29 augustus 2013 -
De tweede FlexVertrouwenIndex van Dzjeng en FaseVijf laat zien dat flexbureaus weer iets positiever zijn over de toekomst. Eerder, afgelopen voorjaar, voorzagen zij het huidige behoedzame herstel al met hun voorzichtige optimisme. Tegelijk constateren zij nog steeds dat het herstel fragiel is, want werkgevers – hun opdrachtgevers – zijn volgens hen nog zéér onzeker over de toekomst.
Volgens de flexbureaus zullen werkgevers daarom minder personeel nodig hebben, en zullen zij bovendien vooral meer tijdelijke werknemers inlenen en daarvoor gemiddeld minder willen betalen. Opvallend is dat, ondanks de snel gestegen en inmiddels hoge werkloosheid, een vijfde van de flexbureaus krapte ervaart op de arbeidsmarkt, vooral in techniek, ict en kennisintensieve zakelijke dienstverlening.
Voorloper
De flexbranche ervaart – via de vraag van alle bedrijfssectoren naar vooral tijdelijk personeel – als één van de eerste sectoren wat er in de economie en op de arbeidsmarkt gaat gebeuren.

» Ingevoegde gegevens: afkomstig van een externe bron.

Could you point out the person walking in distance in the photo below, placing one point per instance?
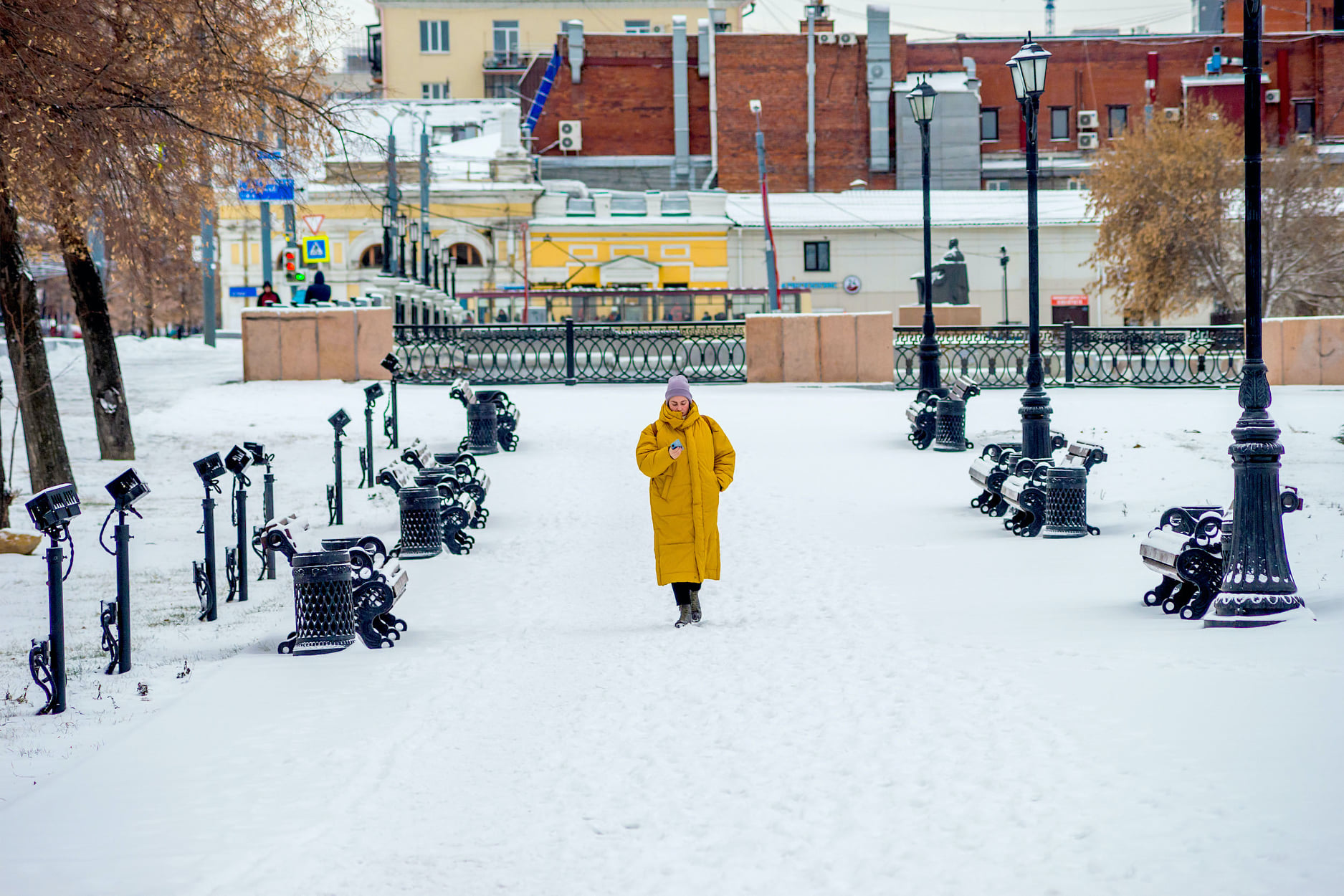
(688, 461)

De FlexVertrouwenIndex meet het goed geïnformeerde vertrouwen in en gevoel over de toekomst – de economische groei in de komende zes maanden – van functionarissen op prominente posities in de flexbranche.
1. Gemiddeld geeft de flexbranche de toekomst een 6,2 (vorig kwartaal was dat nog een 6,1)

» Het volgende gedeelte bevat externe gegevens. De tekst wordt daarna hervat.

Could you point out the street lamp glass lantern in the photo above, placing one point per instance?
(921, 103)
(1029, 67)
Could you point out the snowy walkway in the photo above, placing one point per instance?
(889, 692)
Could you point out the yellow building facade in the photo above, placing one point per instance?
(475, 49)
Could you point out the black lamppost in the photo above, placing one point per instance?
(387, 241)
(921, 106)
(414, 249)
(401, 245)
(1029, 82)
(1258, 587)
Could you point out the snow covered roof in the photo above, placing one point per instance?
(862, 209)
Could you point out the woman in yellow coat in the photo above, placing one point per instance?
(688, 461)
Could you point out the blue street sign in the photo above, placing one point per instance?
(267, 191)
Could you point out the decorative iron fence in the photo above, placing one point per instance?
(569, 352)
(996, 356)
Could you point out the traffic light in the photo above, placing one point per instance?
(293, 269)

• Middelgrote bureaus en werkmaatschappijen geven de toekomst een iets hoger cijfer dan de kleine en de (zeer) grote bureaus (ongeveer een half punt).

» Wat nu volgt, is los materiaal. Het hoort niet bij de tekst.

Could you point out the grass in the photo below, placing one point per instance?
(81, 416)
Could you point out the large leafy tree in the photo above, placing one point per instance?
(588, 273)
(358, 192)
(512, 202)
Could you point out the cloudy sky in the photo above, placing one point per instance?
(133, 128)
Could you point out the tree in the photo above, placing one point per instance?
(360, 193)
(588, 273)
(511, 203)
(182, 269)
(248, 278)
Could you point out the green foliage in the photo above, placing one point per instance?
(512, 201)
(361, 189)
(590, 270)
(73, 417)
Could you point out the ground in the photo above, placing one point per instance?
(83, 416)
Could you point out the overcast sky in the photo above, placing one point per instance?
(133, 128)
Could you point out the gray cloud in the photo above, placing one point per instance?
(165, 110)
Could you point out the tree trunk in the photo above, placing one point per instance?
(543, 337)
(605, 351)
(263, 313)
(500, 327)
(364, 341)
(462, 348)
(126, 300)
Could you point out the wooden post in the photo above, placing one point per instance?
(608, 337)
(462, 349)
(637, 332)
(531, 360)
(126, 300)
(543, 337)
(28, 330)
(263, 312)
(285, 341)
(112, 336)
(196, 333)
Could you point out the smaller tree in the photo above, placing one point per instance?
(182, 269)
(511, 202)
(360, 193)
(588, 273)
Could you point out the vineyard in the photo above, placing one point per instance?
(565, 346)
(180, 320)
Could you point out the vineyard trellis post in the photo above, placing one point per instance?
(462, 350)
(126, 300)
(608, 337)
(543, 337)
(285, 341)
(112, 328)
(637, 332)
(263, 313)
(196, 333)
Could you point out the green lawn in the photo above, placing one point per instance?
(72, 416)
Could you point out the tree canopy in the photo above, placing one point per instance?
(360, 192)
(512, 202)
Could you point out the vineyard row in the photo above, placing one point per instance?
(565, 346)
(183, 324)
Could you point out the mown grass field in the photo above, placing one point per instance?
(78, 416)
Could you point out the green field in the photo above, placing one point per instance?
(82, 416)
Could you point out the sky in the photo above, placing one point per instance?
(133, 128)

• Er bestaat ook een verschil tussen bureaus als wordt gekeken naar het beroepsniveau waarvoor zij bemiddelen: de bureaus die vooral bemiddelen op het elementair of laag beroepsniveau zijn met een 6,5 positiever dan de rest.
• Bureaus die primair gericht zijn op detachering of op werving & selectie geven de toekomst met een 5,9 resp. een 5,5 een wat lager cijfer, bureaus die meer gericht zijn op payrolling zien de toekomst met een 6,5 rooskleuriger tegemoet.
• De bureaus die bemiddelen naar informaticafuncties zijn met gemiddeld een 7,0 het meest enthousiast over de toekomst.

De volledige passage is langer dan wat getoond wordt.